Mereka percaya bahwa dengan bergabung dengan Istana Surgawi, mereka akan memiliki peluang lebih tinggi untuk menembus batas. Pendiri dan ketiga dewa abadi telah melakukannya, memiliki pengalaman dan metode yang berpotensi dapat diulang.
Mencoba melakukannya sendirian di tiga belas benua sangatlah sulit. Tidak ada yang diketahui berhasil. Hal ini mendorong para kultivator tingkat atas ke Istana Surgawi—mungkin satu-satunya jalan menuju langkah selanjutnya.
Lebih jauh lagi, beberapa orang percaya bahwa Istana Surgawi memiliki lebih banyak penguasa yang tertutup. Bagaimana mungkin seseorang dapat menolak godaan kesuksesan?
Ketika membandingkan kekuatan tamu misterius itu dengan Li Qiye, War dan sekutunya menyadari betapa seriusnya situasi tersebut.
“Ada hal lain yang bisa dicoba?” Li Qiye tersenyum.
Sementara itu, para penonton gagal untuk kembali tenang. Beberapa orang telah menyaksikan Grand Dao War dan melihat telapak tangan surgawi.
Sayangnya, kultivator biasa tidak memiliki cara untuk mendekat. Hanya Permaisuri Hong Tian dan sekutunya yang bisa bertahan hidup dengan bantuan Perisai Langit Tinggi.
Mereka yang cukup kuat sibuk di medan perang luar, baik di sisi Lapangan Kekaisaran maupun Istana Surgawi. Mereka tidak beruntung dapat melihat seluruh pertarungan.
Hari ini, seorang penguasa lain begitu dekat dengan mereka dan mereka dapat menyaksikannya beraksi.

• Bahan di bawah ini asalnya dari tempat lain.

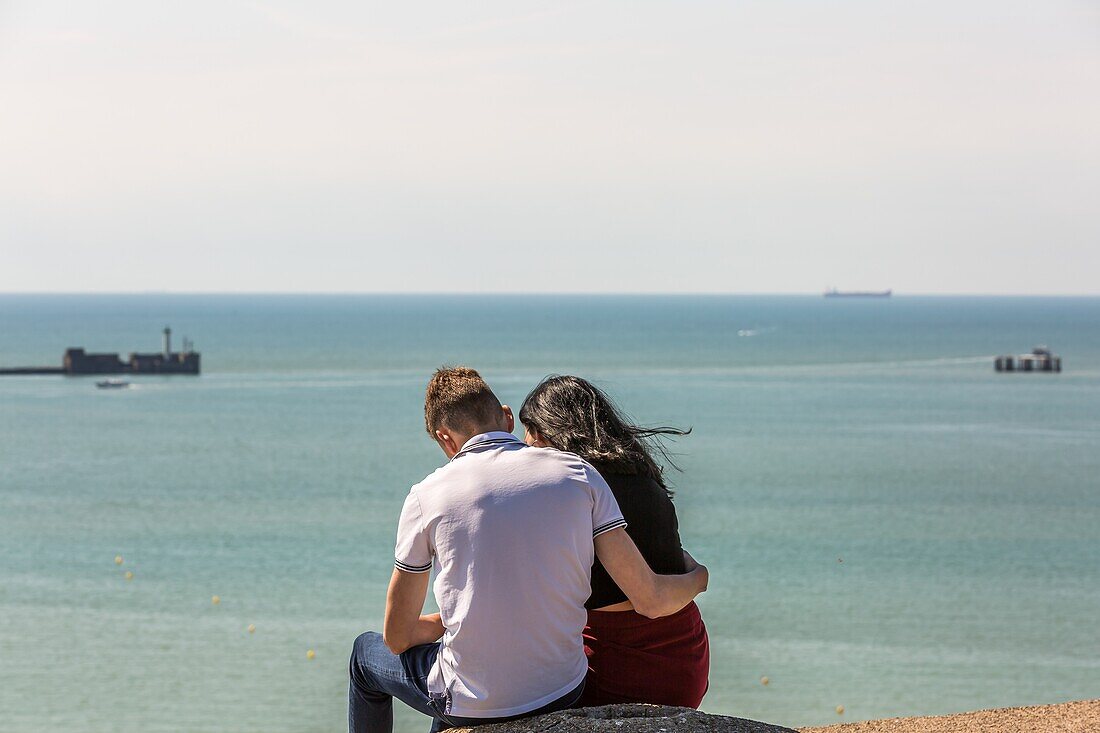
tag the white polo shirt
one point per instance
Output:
(509, 528)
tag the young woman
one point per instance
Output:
(631, 658)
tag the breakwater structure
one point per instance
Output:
(77, 362)
(833, 293)
(1038, 360)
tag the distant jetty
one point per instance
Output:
(1038, 360)
(833, 293)
(77, 362)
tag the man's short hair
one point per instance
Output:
(459, 398)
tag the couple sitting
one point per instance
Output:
(554, 589)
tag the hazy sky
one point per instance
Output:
(772, 145)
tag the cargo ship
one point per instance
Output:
(77, 362)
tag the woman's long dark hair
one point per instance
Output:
(574, 415)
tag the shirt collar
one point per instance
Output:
(487, 440)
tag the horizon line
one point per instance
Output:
(536, 293)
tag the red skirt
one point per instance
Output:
(633, 658)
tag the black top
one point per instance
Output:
(651, 523)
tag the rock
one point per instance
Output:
(629, 719)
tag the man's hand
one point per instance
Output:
(651, 594)
(404, 626)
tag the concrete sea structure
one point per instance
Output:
(77, 362)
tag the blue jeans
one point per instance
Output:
(377, 676)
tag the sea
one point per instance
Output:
(890, 525)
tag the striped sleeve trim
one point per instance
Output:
(607, 526)
(413, 568)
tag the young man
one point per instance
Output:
(513, 531)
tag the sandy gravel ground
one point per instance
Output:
(1082, 717)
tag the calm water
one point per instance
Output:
(890, 525)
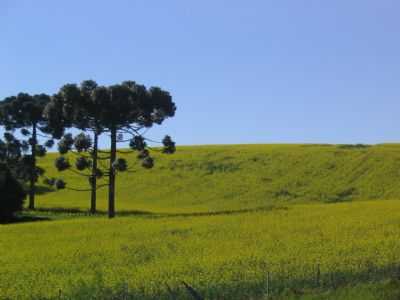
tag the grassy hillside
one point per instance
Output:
(229, 256)
(235, 222)
(214, 178)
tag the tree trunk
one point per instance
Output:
(111, 185)
(33, 169)
(94, 174)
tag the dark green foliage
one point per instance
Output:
(62, 163)
(12, 194)
(82, 142)
(120, 165)
(40, 151)
(169, 145)
(60, 184)
(137, 143)
(143, 154)
(49, 143)
(148, 162)
(65, 144)
(82, 163)
(49, 181)
(26, 112)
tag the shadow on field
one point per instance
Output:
(126, 213)
(41, 190)
(24, 219)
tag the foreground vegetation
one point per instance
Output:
(233, 222)
(228, 256)
(215, 178)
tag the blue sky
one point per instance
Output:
(239, 71)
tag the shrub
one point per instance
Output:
(12, 194)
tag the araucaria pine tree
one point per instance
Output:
(79, 107)
(25, 113)
(127, 109)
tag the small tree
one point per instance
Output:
(82, 147)
(12, 194)
(25, 112)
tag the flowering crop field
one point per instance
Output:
(232, 222)
(230, 256)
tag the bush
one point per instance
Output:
(12, 194)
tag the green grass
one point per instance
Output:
(214, 178)
(235, 222)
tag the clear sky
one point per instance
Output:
(239, 71)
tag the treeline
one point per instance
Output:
(123, 112)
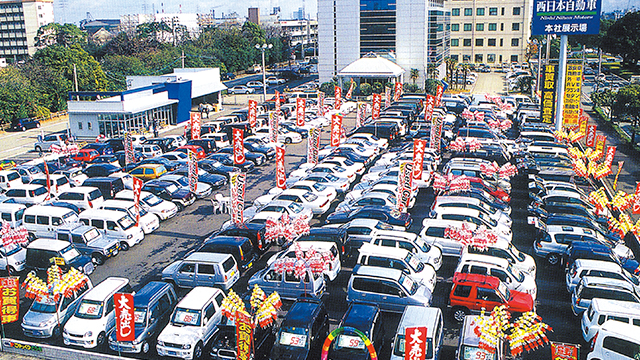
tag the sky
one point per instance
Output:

“Suatu kehormatan untuk bertarung melawanmu, Guru Suci, layak untuk mengorbankan nyawa kami.” Mesin itu berkata dengan lantang.
Para kultivator puncak ini kembali menjadi pemuda yang bersemangat. Keinginan untuk menantang makhluk kuat ini menyala, mendambakan pertempuran hidup dan mati.
Sejak mereka mencapai level ini, mereka belum pernah merasakan hal seperti ini sebelumnya. Bertarung melawan kultivator puncak lainnya menjadi hal biasa dan membosankan.
Melihat seorang penguasa tertinggi berbeda. Mungkin ini adalah kesempatan terlangka dalam hidup mereka. Jika mereka entah bagaimana bisa bertahan hidup, mereka akan menemukan kesempatan untuk melampaui batas. Mengingat potensi imbalannya, mereka tidak menyesal mempertaruhkan nyawa mereka.
“Betapa beraninya.” Li Qiye tersenyum.
“Beginilah seharusnya perjalanan dao! Guru Suci, tolong beri kami petunjuk.” Mesin itu tertawa dan mengungkapkan ambisi heroik para pengendalinya.
Saat debut dao mereka, mereka dengan tekun mencari dao karena potensi yang tak terbatas. Setiap pertempuran membuat darah mereka mendidih.
Mereka berpikiran terbuka dan optimis, selalu mengucapkan kalimat yang sama – belajar dao di pagi hari dan mati di pagi hari tidak masalah.
Mereka kehilangan perasaan ini seiring waktu, hanya ingin bertahan hidup saja. Mendapatkan kesempatan untuk menghadapi seorang penguasa hari ini membangkitkan kembali semangat mereka untuk kultivasi.